New terminology is alright
This will upset traditionalists furious at being told matches are "tied" rather than "all square" and that "hazards" are "penalty areas". But anything that makes the game more easily understood by the wider sporting population should be embraced.
This is more important than preserving the ways of the past. I will still say "all square" and "hazard", occasionally, but the new terminology will also be part of my commentary. There are bigger things to worry about.
Harrington welcomes unusual away venue
Europe's Ryder Cup captain, Padraig Harrington, is convinced Whistling Straits, the venue for next year's match, will not give massive advantage to his American opponents.
The Irish skipper says he "knows for a fact" that American players detest the choice of course.

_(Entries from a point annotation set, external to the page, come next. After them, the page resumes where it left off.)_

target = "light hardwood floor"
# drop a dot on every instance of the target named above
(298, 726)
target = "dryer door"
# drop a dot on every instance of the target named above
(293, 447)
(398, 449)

It sits on the banks of Lake Michigan and is susceptible to varying weather. He believes it cannot be set up with the lightening fast greens the US team enjoy so much.
Harrington is determined to capitalise and force the first away win since the "Miracle at Medinah" in 2012.
MacIntyre is the real deal
Winning the European Tour's Rookie of the Year award is no guarantee of future success. Just ask 2010 winner Matteo Manassero, who has lost his card and beat only two other players while missing the cut at Q School.
But Bob McIntyre, the 23 year old from Oban, offers real hope for Scottish golf. The genial left-hander began the year 247th in the world and now stands 66th, tantalisingly close to eligibility for all the biggest tournaments.
He was sixth on his major debut at The Open. It was among seven top 10s including three runner-up finishes.
"There are going to be goals that are beyond what I thought I could achieve early on," MacIntyre told the BBC. "If we can keep improving then Ryder Cups and top 50 in the world are all achievable."